Indo na Vila Militar, junto com o Pedrosa, o
tenente Nelson, o motorista Pepê e com o advogado Márcio T.B,
solicitamos via o coronel Júlio Molinas, para que o comandante general
Coelho Neto, da 9ª Abrigada da Cavalaria Motorizada, cedesse um tanque
usado para ficar de exposição permanente no Museu. Porém na sala em que
aguardávamos o general Coelho Neto, amigo do coronel Renato, ficamos
detidos e sozinhos por 10 horas, aproximadamente, sem poder sair, com
civis, ou seja, militares à paisana, armados com metralhadoras
portáteis. Quando o coronel Molinas apareceu, lhe falou que o advogado
presente conosco e meu convidado pessoal para a reunião, era procurado
pelo exército, sob a acusação de ter viciado a filha de um alto oficial
da aeronáutica. Graças à interferância do Goubery e do coronel Renato, o
dito cujo não ficou preso na Vila Militar, pois acompanhava pessoas da
sua confiança.
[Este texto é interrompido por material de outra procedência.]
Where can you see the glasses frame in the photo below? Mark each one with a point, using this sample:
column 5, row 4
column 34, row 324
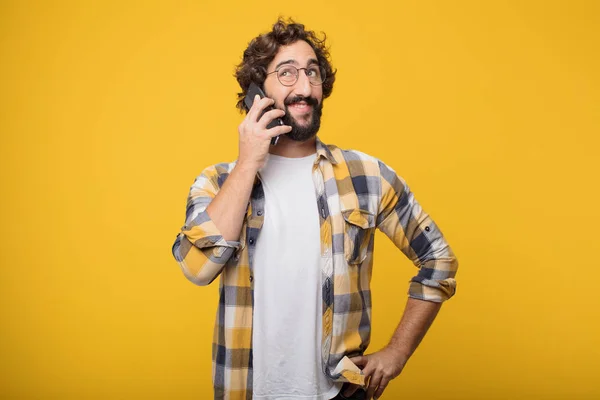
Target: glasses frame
column 323, row 75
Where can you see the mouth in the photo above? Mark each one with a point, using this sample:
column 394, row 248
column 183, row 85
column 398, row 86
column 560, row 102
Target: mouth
column 300, row 107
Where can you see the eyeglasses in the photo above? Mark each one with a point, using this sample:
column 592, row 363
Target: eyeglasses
column 288, row 74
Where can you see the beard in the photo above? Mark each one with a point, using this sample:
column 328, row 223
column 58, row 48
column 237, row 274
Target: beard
column 302, row 133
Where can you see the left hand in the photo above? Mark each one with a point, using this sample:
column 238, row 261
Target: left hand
column 381, row 367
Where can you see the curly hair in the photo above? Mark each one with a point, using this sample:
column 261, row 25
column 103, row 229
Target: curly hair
column 262, row 50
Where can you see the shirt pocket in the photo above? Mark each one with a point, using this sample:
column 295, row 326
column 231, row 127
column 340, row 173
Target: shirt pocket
column 358, row 230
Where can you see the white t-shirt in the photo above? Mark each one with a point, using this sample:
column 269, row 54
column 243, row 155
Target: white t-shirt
column 287, row 325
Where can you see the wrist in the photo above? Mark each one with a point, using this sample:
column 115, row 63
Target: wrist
column 400, row 353
column 247, row 167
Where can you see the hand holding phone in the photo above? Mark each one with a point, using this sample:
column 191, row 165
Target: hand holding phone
column 254, row 90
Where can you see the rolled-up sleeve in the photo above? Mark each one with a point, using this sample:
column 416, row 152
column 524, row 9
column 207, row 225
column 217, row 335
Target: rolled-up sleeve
column 200, row 248
column 402, row 219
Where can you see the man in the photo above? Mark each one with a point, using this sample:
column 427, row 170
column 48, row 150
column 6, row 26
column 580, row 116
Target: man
column 289, row 229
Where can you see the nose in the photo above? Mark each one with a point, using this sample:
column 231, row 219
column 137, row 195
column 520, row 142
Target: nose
column 302, row 87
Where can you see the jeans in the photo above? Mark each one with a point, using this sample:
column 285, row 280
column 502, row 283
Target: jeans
column 360, row 394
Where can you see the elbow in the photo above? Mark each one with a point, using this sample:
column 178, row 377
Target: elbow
column 201, row 278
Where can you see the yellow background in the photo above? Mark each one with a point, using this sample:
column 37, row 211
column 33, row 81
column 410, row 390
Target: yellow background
column 109, row 110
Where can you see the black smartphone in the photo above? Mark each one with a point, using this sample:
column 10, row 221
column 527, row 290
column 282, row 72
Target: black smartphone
column 254, row 90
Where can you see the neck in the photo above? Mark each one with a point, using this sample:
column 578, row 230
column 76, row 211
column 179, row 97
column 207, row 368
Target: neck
column 293, row 149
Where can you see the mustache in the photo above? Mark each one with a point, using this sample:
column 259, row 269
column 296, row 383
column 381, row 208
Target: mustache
column 311, row 101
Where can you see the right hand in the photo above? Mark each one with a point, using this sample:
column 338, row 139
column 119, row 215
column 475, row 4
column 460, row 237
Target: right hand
column 255, row 138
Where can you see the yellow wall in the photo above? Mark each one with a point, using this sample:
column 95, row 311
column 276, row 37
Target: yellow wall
column 108, row 111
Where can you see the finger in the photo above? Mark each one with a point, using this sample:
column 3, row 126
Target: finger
column 349, row 391
column 258, row 107
column 375, row 379
column 359, row 360
column 382, row 385
column 278, row 130
column 270, row 116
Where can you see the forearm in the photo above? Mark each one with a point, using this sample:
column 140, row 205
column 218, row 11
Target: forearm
column 416, row 320
column 229, row 206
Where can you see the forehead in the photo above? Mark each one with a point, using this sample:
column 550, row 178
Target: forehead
column 298, row 53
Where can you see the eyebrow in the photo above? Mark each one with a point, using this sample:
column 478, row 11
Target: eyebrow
column 291, row 61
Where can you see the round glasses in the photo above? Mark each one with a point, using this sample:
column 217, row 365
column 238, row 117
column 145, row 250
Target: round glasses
column 288, row 74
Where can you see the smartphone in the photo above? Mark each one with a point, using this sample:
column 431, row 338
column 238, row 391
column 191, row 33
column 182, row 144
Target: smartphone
column 254, row 90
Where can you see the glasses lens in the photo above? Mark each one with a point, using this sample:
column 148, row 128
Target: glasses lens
column 287, row 75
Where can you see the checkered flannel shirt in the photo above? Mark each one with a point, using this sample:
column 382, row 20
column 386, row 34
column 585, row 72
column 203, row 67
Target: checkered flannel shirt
column 356, row 193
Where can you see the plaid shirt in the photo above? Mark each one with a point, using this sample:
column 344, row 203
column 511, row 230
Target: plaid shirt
column 356, row 193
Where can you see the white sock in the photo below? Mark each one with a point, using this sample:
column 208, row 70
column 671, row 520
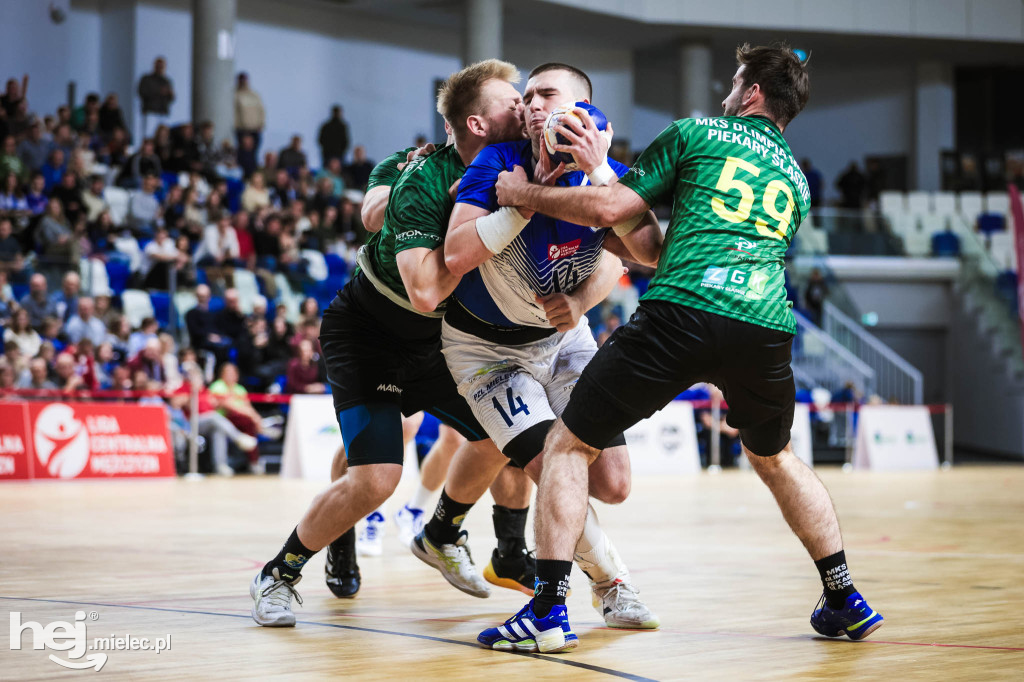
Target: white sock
column 421, row 499
column 596, row 555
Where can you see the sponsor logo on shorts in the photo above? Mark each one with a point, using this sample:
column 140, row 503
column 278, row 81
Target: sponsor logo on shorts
column 559, row 251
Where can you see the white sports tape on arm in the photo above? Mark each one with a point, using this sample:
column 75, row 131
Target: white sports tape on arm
column 498, row 229
column 624, row 228
column 601, row 175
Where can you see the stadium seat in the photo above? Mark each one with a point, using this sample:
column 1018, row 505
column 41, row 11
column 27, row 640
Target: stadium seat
column 118, row 199
column 997, row 202
column 971, row 206
column 919, row 203
column 891, row 203
column 118, row 272
column 248, row 288
column 161, row 301
column 136, row 305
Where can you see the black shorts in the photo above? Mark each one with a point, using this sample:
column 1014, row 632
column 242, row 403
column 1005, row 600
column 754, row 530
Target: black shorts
column 668, row 347
column 376, row 351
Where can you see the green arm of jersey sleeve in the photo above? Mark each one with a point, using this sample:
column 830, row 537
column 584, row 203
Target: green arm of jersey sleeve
column 417, row 216
column 653, row 175
column 386, row 172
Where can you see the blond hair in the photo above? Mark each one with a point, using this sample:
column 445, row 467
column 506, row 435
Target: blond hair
column 459, row 95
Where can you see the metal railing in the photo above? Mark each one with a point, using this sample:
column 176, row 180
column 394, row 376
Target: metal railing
column 819, row 360
column 896, row 379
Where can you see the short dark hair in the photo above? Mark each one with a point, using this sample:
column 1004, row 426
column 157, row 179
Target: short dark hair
column 557, row 66
column 781, row 75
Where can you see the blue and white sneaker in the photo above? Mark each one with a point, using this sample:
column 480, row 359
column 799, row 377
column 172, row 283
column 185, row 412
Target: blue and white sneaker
column 526, row 632
column 371, row 539
column 856, row 620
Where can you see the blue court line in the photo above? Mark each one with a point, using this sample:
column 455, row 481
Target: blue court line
column 549, row 658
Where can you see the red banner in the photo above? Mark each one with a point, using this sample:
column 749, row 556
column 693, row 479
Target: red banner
column 68, row 440
column 1017, row 210
column 15, row 448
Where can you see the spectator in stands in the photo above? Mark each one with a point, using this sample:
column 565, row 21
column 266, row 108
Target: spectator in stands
column 36, row 377
column 71, row 196
column 150, row 360
column 292, row 158
column 304, row 371
column 92, row 199
column 22, row 335
column 145, row 333
column 142, row 163
column 11, row 260
column 36, row 196
column 66, row 300
column 851, row 185
column 53, row 169
column 156, row 92
column 37, row 303
column 255, row 196
column 54, row 239
column 10, row 162
column 144, row 211
column 159, row 257
column 333, row 136
column 358, row 171
column 815, row 295
column 34, row 150
column 111, row 116
column 202, row 326
column 249, row 115
column 66, row 368
column 85, row 325
column 815, row 181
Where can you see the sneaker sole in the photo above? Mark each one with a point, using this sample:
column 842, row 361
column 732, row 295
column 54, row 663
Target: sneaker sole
column 428, row 559
column 495, row 579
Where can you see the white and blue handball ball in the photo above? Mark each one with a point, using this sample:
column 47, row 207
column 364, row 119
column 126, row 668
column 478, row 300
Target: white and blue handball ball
column 551, row 137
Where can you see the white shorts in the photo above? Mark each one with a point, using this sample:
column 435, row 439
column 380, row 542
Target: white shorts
column 512, row 388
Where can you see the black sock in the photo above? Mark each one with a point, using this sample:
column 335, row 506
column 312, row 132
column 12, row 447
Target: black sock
column 510, row 529
column 836, row 579
column 552, row 585
column 290, row 559
column 443, row 526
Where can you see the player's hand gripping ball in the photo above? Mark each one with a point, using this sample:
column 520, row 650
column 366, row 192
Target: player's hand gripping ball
column 551, row 137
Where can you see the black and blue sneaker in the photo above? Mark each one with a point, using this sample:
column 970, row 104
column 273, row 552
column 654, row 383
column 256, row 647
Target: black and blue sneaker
column 856, row 620
column 526, row 632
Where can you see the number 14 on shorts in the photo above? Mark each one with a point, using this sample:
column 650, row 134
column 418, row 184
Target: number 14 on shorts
column 515, row 407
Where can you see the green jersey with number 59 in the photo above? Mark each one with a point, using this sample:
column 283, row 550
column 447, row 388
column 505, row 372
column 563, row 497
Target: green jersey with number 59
column 737, row 199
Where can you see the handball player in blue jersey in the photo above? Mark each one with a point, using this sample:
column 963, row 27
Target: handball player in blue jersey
column 514, row 334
Foi criado um mal-estar muito grande entre o general
Coelho Neto e o coronel Renato, com o tempo contornada. Me afastei do
advogado e assim mesmo fui seguido muitas vezes pelo Serviço Secreto,
sendo que após certo tempo, um deles se identificou comigo e falou que
não tinha nada contra mim, o Pedrosa e o tenente Nelson nos Órgãos de
Informações, porém me aconselhou a me afastar do advogado. Convém
lembrar que o motorista Pepê ficou preso no Refeitório Dos Praças e
levou um tapas ao querer sair na época da Reunião, e que o Pedrosa
acabou não sendo nomeado museólogo no local. Eu continuei no cargo, era
uma época muito violenta e que os membros do Movimento Negro em Niterói,
queriam pintar a estátua de Caxias de preto, como protesto, convenci os
mesmos a não cometer tal loucura, pois Caxias não era racista e os
militares iriam atirar em quem cometesse tal desatino.
No Museu, todo dia 25 de agosto, fazíamos a comemoração da medalha do pacificador para autoridades civis e militares.